Gendry puts down his fork, and Arya feels his eyes on her. “I told her, that my family wasn’t just in Winterfell. I needed to come back and watch over you here,” She tells her brother softly, and reaches beneath the table to grip Gendry’s hand. “And I made a promise, to be Lord Baratheon’s wife. I’m his family, too.”
Gendry’s heart swells, and suddenly it’s too big for his chest, and he squeezes her fingers in return.
“We know,” drawls Jaime Lannister nearby. “No one here is in doubt of that. Incidentally, when is the happy day? We’re all dying for a bit of merriment, although this afternoon seemed plenty merry for you two.” His eyes flash with a hint of a smirk over his goblet of wine.
“Were you impressed by our fighting skills that much, Ser Jaime, to watch us for as long as you did?” Arya replies coolly. Jaime’s eyes widen in shock.
Gendry nearly spits out his ale. “He saw us?” He sputters. He hadn’t merely sparred with his Lady in those gardens, they’d also… he flushes at the thought. This gods-damned castle really did have eyes everywhere.

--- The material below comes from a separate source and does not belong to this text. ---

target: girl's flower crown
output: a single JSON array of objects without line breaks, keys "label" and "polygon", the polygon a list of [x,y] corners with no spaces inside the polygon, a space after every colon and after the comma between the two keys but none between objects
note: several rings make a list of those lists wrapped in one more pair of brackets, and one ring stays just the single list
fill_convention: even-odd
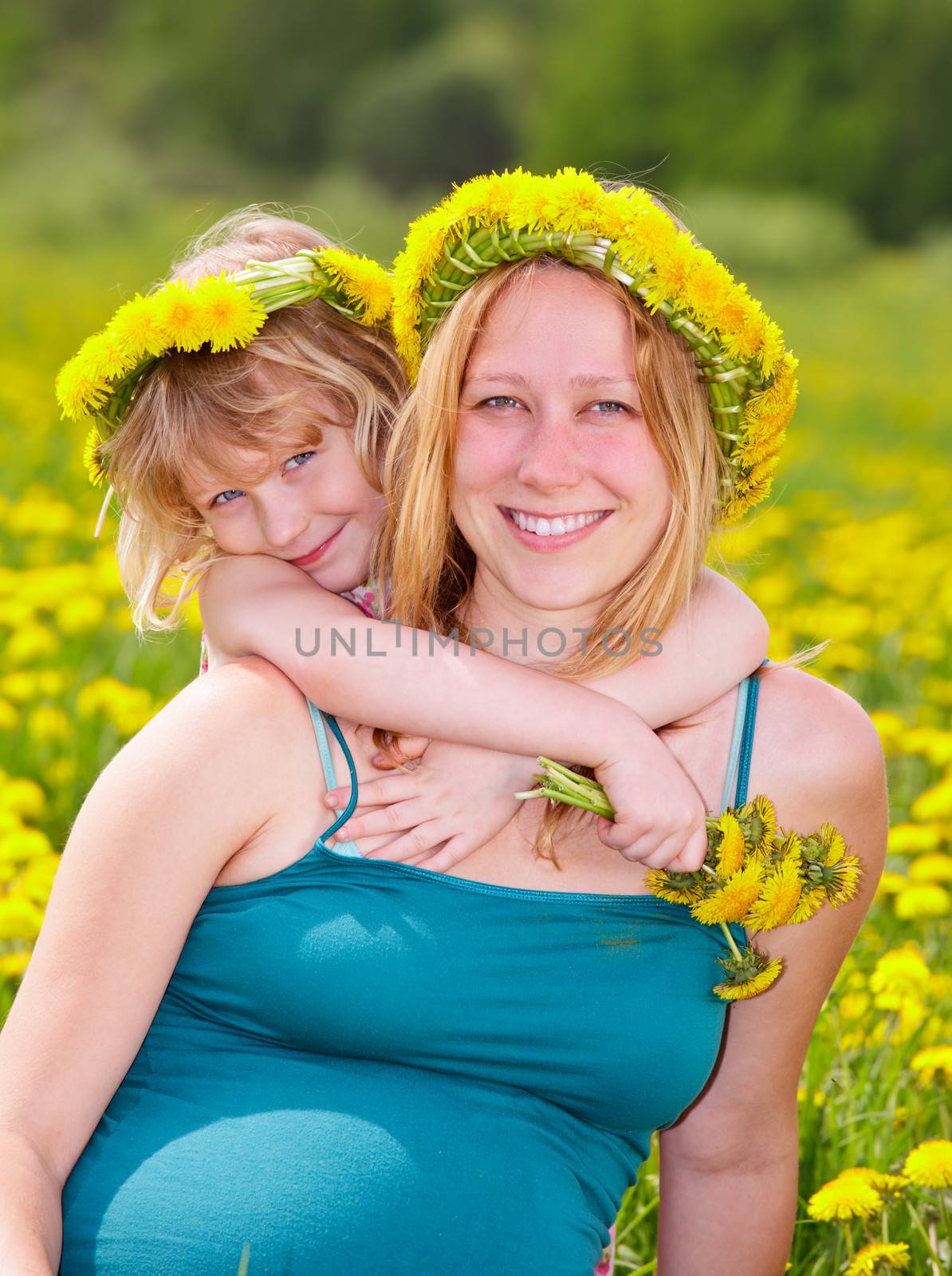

“Oh, it wasn’t just Ser Jaime,” Arya informs him brightly. “I believe Lord Tyrion and Ser Davos were present, too.”
Gendry whips his head around to throw Davos a look that could have roasted him.
The Onion Knight feverishly shakes his head in denial. “No no, my boy, I only happened to stumble upon you two by accident, believe me lad, I had no intention of - “
Arya leans across to place a hand on the old smuggler’s arm. “It’s alright, Ser Davos. Don’t worry about it.” When the anxious expression still doesn’t leave the Knight’s face, she smiles. “Come eat meals with us from now on, Ser. Gendry doesn’t admit it, but he’s missed you these past few weeks.” She’s grown rather fond of the man who had taken such good care of her beloved Jon and her Gendry.
Gendry drops the act at once, and nods at his now-father figure. “It’s true. I’ve been so busy running between here and Stormlands, but I’d be lying if I didn’t miss your company and your considerable wisdom.”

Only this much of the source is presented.